私(村上義清)「うちの軍事物資。特に玉薬は越後から購入している。ただ購入しているのは信濃においての話であって、上野はそうでは無い。輝虎から無償で供与されている。『関東管領の仕事を遂行するため』として。今、鉢形を維持する事が出来ているのはそのおかげと言っても過言では無い。

 同じ事は上野の国衆にも言える。彼らも輝虎から無償で提供されていると考えるのが自然。つまり上野の各城には大量の玉薬が備蓄されていると見て間違い無い。その数がどれだけなのか?を把握する必要がある。と。

 松井田に関しては正直妥協し過ぎている。重繁に対しても景繁に対しても彼らの家臣に対しても。うちの誘いを断った上、兵を進めただけで景繁は降伏した。じゃあ何で最初拒絶したんだ?と……。重繁も同じ事。確実に便りが届けられたにも関わらず返事が無かった時点で交渉は終わり。後はどちらが城を確保するか?武で以て。となる。

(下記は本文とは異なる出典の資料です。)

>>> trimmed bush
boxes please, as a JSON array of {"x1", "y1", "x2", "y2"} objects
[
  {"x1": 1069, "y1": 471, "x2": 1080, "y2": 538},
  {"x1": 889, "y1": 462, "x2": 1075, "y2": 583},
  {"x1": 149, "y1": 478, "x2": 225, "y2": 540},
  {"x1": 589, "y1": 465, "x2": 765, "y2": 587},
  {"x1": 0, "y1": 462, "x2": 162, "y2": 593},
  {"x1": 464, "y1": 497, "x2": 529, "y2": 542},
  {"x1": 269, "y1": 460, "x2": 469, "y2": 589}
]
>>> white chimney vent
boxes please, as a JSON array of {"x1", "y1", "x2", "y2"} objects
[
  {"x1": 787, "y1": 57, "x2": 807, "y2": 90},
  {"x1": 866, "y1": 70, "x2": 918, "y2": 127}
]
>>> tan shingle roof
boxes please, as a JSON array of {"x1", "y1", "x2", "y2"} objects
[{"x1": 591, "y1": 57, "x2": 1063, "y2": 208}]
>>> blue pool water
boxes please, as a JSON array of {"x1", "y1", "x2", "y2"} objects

 『それでも。』と何度も何度も交渉をした事は悪い情報を流してしまったと思っている。それは認める。しかし松井田で強硬策に打って出たとて、他の国衆が従うとは思えぬ。従うのであれば、最初の誘いに乗るハズであるのだから。

 ならばうちに従うか迷っている重繁を抱き込み。無傷のまま松井田にある玉薬の量を把握した方が、今後のいくさを進めるための参考になるのでは無いか?